Há dez anos estamos lutando para que os direitos dos homossexuais sejam reconhecidos pelo Judiciário. Depois de muitos anos, eles começaram a avançar e culminaram com a decisão do Supremo Tribunal Federal – STF, no dia 5 de maio de 2011, que referendou a ação que a Justiça já vinha deferindo e reconhecendo como uma entidade familiar. Então, hoje os homossexuais têm direito ao casamento, um dos direitos fundamentais da pessoa: o direito de constituir família de uma maneira igualitária. De certa maneira, os poderes Judiciário e Executivo avançaram na medida em que adotaram várias políticas públicas e criaram institutos e espaços de discussão das questões da população LGBT.

Como avalia a postura do governo em relação aos homossexuais e o recuo na distribuição dos kits contra homofobia?
A não distribuição dos kits não chegou a ser um recuo, mas a perda da possibilidade de um avanço.

Como vê as manifestações após a aprovação do STF, principalmente em relação às igrejas evangélicas, uma vez que muitos se pronunciaram contra a união homoafetiva? A posição dessas igrejas reflete, de alguma maneira, a posição de parte conservadora da sociedade?
Em primeiro lugar, reflete.

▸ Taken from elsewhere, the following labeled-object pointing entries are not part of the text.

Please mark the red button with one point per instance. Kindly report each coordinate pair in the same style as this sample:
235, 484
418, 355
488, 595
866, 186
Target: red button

Porque eles têm uma grande maioria no Congresso. Essas igrejas acabam se escondendo atrás de dogmas religiosos para querer discriminar pessoas, quando a função do legislador é outra: incluir todos os cidadãos no âmbito jurídico. Os legisladores têm a obrigação de editar leis que protegem a todos. Essa movimentação das igrejas tem um caráter um pouco assustador, pois não estão agindo, como dizem, em nome Jesus para garantir os direitos de professar sua fé. Não vejo como os direitos dos homossexuais podem afrontar os princípios religiosos.

Existe alguma política pública para os homossexuais?
O Brasil ainda não tem políticas públicas nesse sentido, apesar de todo o interesse dos movimentos. As manifestações homofóbicas demonstram que não podemos viver numa sociedade em que os cidadãos se desrespeitam. No momento em que não se respeita o direito do outro, não se assegura o direito de ninguém. Isso gera muita insegurança à população.

É possível comparar o sistema jurídico brasileiro com o de outros países em relação à garantia dos direitos dos homossexuais?
Muitos países asseguram os direitos dos homssexuais. Eles têm acesso ao casamento e a uma legislação protetiva e de combate à homofobia. Em termos legislativos, o Brasil está muito atrasado comparado ao resto do mundo.

Que avanços se podem esperar com o Estatuto?
A ideia é fazer uma mobilização nacional, que acabe provocando o legislador a abrir mão desse descaso com que trata as questões homossexuais. O Estatuto seria um marco importante em termos de cidadania, em termos de democracia e em termos de igualdade.